The book is an introduction to the spiritual life based on the writings of St. Ignatius. He gives some basic insights into prayer then has four sections or "workouts" which are modified versions of the thirty day retreat. The key to getting the most from the exercises is perseverance and Muldoon believes that the workouts can be a springboard to a deeper spiritual life. He also includes a bibliography pf some wonderful books for further reading and includes some of my own favorites in his list: Margaret Silf's THE INNER COMPASS, James Martin SJ's IN GOOD COMPANY, Thomas Merton's THE SEVEN STOREY MOUNTAIN, and Gerard Hughes' GOD OF SURPRISES. He also includes websites for Creighton University and Sacred Space which have great materials and a list of retreat houses. Readers have more than an abundance of suggestions to deepen their spiritual life after reading.
Muldoon's writing style is engaging and the book should have a broad appeal. As I read it, the athletic analogies reminded me of someone else who saw the spiritual life as similar to athletics--St. Paul. I also appreciated Muldoon's view of spirituality--that it is more than just building up a relationship with God in order to feel good, that it extends beyond us too, clearly an Ignatian ideal and one that is central to Christian spirituality. This book is clearly aimed at people trying to integrate faith and life and while it has something to say to anyone who strives to live a life of faith, it is perfect for a mature high school or college reader or anyone trying to figure a way in the world.
Outstanding work Contemporizing the Spiritual Exercises! Jul 27, 2006
Tim Muldoon has done an excellent job making Igantius' Spiritual Exercises relevant to the world we live in today. He also has an engaging writing style that absorbs the reader.
The Spiritual Exercises akin to boat rowing Jul 1, 2005
The Ignatian Workout Daily Spiritual Exercises for a Healthy Faith ISBN: 0-8294-1979-9 Publisher: Loyola Press (...)

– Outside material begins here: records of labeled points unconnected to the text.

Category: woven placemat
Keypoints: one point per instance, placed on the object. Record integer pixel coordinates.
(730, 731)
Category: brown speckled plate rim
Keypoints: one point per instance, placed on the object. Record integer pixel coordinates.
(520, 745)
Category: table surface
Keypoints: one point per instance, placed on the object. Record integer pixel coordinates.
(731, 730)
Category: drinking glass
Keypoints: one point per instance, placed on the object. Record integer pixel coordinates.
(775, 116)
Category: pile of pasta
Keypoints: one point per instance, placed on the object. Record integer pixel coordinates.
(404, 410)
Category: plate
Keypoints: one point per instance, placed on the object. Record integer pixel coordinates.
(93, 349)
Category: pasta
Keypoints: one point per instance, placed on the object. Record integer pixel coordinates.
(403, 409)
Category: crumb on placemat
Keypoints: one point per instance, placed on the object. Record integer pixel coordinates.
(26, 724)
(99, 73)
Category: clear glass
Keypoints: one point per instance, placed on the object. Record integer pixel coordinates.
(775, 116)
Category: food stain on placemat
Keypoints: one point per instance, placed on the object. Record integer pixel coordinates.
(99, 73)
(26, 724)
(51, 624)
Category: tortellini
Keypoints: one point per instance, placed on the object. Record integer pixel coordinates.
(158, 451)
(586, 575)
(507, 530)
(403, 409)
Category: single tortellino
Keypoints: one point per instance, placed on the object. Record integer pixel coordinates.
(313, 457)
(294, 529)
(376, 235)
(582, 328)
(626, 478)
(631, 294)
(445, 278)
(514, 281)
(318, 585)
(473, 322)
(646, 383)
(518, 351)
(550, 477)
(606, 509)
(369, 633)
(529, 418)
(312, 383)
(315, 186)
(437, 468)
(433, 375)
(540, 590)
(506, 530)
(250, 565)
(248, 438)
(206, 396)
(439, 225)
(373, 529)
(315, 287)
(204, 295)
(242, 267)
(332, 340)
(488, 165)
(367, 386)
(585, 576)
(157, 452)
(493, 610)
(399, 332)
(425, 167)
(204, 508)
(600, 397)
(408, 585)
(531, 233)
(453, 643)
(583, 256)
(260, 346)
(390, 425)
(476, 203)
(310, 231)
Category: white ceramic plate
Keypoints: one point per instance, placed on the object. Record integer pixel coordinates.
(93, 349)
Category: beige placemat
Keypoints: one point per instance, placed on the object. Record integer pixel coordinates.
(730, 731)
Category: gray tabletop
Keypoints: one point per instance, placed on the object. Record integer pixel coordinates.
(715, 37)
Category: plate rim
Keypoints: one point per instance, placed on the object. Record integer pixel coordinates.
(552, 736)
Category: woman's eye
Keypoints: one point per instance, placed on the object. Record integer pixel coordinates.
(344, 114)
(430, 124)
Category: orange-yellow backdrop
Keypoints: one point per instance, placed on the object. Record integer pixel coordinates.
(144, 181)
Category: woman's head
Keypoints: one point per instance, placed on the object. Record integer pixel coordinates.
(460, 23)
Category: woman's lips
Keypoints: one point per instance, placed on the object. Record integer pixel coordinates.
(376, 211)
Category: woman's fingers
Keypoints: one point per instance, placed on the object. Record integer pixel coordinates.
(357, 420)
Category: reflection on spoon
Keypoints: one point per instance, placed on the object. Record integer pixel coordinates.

A new form of physical workout? Judging from the book cover and its head title (sans the sub-title), this book could well be perceived as a new method of physical workout. The cover features a man walking briskly on what seems like hot dry desert space. When I was reading this book on the train to work, I felt like the other commuters who had casually glanced my way would figure that I was reading a health book. Perhaps they're thinking I was trying to lose weight!
Tim Muldoon, the author, uses the image of rowers hard at practice to explain the Spiritual Exercises of St. Ignatius of Loyola, founder of the Jesuit order in the Catholic Church. Here the author presents the Four Weeks of the Spiritual Exercises in simple layman and contemporary language. It is beautiful how he works the spiritual jargons into modern language and how he uses the nuances and practices of men who spent much time to perfect their craft of rowing. I think this is a creative way to make the Spiritual Exercises more readable and understandable. The essence of the Spiritual Exercises remains as St. Ignatius taught, that is, bible passages are given for reflection but the contemplative stance has a modern flavour to it.
If you care for a spiritual workout in layman's terms, pick this book up. Have a happy journey!